Nairobi, for instance, is littered with campaign posters. From walls, trees, street lights, columns, beams, crash barriers, bollards and foot bridges, no structures have been spared.

And the A3 size posters are placed in a careless and haphazard manner. You will find one candidate’s poster placed over another candidate’s. You will find too, one wall plastered with dozens of posters bearing the face of a single candidate.

Old Nation roundabout, Landhies, Forest, Murang’a Road, Mombasa, and Jogoo roads, as well as the City Market and public toilet walls are all defaced. Campaign materials compete for space with those of traditional healers and strip clubs.

Bus termini such as the one in Githutrai, which doubles up as a market, are also subject to the same nuisance, and a similar scenario is evident on the tusks on Mombasa’s Moi Avenue.
Some road signs are covered with campaign posters.
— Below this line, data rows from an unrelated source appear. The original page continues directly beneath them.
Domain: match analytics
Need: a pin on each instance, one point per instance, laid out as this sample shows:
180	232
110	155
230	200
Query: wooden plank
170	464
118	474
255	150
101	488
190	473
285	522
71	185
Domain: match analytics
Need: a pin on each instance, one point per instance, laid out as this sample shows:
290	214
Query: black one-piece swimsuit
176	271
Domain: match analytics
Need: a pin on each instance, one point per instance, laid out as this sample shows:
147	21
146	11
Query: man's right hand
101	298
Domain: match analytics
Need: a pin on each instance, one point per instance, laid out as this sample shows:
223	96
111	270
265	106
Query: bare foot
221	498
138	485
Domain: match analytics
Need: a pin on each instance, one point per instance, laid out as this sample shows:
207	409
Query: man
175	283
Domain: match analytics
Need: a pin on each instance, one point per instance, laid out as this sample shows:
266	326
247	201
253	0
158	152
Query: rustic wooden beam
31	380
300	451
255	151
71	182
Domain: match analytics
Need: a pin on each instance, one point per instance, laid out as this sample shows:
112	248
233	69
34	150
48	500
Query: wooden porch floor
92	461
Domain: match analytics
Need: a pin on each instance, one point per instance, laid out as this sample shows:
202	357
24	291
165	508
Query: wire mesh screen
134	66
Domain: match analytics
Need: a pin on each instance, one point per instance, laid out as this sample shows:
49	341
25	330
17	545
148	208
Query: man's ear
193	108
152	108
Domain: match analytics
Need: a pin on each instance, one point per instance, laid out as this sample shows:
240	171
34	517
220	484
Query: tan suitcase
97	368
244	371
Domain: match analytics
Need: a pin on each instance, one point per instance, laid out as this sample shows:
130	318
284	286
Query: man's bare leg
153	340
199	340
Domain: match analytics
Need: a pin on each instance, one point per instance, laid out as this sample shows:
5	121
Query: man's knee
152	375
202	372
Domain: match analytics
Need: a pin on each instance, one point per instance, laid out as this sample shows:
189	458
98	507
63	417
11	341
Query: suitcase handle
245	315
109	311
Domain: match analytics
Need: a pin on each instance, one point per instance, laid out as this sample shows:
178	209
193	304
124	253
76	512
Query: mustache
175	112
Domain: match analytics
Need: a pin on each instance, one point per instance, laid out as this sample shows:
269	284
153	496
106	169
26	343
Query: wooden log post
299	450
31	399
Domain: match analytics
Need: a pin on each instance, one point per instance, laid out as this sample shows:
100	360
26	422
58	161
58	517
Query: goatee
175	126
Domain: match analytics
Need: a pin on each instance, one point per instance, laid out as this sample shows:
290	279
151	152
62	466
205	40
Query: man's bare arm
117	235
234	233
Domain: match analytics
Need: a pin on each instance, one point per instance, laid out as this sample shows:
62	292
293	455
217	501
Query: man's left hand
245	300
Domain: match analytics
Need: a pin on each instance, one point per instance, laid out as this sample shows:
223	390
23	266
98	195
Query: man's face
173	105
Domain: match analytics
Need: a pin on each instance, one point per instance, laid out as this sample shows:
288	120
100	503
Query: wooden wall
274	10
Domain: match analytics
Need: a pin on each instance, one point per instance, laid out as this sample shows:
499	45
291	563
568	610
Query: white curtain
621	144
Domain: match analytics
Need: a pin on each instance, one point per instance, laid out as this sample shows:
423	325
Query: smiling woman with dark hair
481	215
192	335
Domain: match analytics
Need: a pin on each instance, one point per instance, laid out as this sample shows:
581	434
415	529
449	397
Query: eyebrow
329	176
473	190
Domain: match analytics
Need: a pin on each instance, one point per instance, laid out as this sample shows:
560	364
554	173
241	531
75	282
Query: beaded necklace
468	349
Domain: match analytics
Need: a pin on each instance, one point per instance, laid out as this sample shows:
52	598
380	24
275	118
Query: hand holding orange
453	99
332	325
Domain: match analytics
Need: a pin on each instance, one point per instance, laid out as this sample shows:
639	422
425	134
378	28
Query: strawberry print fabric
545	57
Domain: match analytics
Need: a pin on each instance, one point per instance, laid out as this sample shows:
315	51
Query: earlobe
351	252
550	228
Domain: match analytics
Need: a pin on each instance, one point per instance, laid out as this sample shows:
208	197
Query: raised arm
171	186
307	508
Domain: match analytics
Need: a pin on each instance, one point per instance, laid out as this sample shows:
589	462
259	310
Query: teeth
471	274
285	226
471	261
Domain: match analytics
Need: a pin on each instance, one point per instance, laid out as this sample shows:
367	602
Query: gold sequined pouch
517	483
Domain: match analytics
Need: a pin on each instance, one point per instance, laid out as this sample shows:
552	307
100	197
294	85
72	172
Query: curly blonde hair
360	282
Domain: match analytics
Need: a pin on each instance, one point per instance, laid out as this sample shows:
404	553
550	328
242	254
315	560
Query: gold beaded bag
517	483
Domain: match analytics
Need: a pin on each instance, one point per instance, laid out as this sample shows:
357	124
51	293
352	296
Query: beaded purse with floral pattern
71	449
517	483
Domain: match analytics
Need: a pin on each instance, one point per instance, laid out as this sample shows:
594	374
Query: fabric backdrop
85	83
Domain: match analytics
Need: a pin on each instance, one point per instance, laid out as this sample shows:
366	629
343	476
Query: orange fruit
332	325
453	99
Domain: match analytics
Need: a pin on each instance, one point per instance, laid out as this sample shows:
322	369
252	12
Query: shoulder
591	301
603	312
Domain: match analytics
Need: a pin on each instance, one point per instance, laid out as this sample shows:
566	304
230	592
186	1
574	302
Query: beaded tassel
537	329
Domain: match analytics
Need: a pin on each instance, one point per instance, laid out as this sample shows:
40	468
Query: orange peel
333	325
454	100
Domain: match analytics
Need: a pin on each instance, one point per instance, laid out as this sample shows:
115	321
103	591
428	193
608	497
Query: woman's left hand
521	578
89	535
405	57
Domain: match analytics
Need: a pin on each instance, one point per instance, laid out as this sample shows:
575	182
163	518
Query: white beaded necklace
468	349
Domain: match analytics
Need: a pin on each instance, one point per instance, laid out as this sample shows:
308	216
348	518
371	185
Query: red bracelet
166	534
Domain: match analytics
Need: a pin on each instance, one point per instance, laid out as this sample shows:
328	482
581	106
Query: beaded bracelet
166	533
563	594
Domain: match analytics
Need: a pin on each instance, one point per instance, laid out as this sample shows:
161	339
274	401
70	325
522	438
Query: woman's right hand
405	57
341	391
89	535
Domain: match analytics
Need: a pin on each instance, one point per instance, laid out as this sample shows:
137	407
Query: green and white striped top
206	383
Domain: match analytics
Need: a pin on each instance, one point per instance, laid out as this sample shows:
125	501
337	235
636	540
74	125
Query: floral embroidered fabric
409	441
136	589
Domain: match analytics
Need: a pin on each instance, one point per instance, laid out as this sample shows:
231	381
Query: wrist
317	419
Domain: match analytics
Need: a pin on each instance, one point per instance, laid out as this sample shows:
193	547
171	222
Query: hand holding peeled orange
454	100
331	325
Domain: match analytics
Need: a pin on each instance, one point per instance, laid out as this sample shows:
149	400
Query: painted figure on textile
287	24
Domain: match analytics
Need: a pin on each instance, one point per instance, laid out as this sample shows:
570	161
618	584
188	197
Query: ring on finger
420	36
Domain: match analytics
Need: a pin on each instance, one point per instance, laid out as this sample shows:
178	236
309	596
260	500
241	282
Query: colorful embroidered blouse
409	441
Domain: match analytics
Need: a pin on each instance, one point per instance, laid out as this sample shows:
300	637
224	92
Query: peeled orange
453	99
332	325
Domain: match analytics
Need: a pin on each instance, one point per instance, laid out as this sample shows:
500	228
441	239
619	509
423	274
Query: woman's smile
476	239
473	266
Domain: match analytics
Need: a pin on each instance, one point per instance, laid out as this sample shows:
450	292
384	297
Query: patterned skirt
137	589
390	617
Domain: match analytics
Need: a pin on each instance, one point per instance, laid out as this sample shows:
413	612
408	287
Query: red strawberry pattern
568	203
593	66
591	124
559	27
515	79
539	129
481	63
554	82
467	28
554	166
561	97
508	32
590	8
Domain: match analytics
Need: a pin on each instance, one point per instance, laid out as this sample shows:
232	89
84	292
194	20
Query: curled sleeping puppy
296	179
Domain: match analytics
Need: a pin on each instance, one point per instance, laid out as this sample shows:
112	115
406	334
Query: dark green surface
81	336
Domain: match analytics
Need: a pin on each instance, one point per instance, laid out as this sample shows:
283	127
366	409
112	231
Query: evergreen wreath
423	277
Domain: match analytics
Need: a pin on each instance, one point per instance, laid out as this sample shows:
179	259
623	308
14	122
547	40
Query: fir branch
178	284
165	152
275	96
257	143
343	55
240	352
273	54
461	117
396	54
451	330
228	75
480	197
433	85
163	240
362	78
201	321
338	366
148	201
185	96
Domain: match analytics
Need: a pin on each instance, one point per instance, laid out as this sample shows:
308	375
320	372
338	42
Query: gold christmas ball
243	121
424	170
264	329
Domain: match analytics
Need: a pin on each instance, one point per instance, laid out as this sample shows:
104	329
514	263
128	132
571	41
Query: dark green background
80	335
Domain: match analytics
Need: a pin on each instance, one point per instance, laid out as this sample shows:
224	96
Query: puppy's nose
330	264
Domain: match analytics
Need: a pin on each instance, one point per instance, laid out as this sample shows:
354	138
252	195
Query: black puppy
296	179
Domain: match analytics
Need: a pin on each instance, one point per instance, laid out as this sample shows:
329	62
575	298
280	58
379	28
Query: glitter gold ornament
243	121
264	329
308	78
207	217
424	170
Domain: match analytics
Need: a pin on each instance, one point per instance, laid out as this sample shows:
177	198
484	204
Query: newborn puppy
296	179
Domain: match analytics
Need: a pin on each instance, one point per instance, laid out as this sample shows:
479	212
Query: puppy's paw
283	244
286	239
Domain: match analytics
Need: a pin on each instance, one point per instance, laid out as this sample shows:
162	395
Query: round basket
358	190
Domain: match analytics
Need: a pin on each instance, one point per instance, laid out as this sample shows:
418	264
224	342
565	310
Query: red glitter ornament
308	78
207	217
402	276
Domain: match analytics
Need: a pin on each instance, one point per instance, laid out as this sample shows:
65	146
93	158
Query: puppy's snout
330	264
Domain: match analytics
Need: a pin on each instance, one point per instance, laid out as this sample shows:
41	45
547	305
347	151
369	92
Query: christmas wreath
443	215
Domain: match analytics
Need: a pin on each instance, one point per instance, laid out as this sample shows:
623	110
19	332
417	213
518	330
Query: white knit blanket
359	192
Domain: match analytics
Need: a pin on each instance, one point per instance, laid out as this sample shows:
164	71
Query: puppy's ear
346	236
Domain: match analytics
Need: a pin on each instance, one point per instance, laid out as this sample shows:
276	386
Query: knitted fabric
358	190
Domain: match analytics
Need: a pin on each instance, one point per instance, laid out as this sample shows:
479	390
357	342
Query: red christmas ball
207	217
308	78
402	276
In some neighbourhoods, posters have even defaced gates, doors and windows of residential houses.

As if this is not enough, graffiti artists have taken the campaign period as the perfect opportunity to practice their skills. Perhaps influenced by photojournalist Boniface Mwangi’s wall paintings and murals encouraging voters to get rid of “incompetent” and “corrupt” politicians, they have spray-painted portraits of politicians.

The most common is perhaps Jubilee Presidential candidate Uhuru Kenyatta’s portrait that resembles the stylised stencil of American President Barack Obama, dubbed the “Hope poster” used during the 2008 American presidential campaign. It can be spotted on many bus stop seats on Kenyatta Avenue.

Writings of (Ferdinard) “Waititu for Governor” can be seen in flyovers and underpasses around the city roads and by-passes, especially in Eastlands.

Last March, City Hall served a notice urging Waititu to “remove the graffiti and restore the (affected) areas to their original look within 48 hours.” However, no action was taken against him, and the graffiti remains.

The Electoral Code of Conduct in the Elections Act stipulates that registered political parties commit themselves to distribute non-offensive posters, as well as to remove them.

Candidates are not allowed to put up such advertisements on private buildings.

Mr Hillary Wambugu, the director of the City Inspectorate at the Nairobi City Council told the Nation: “It is an offence to put up unauthorised posters because it goes against the Council bylaws.”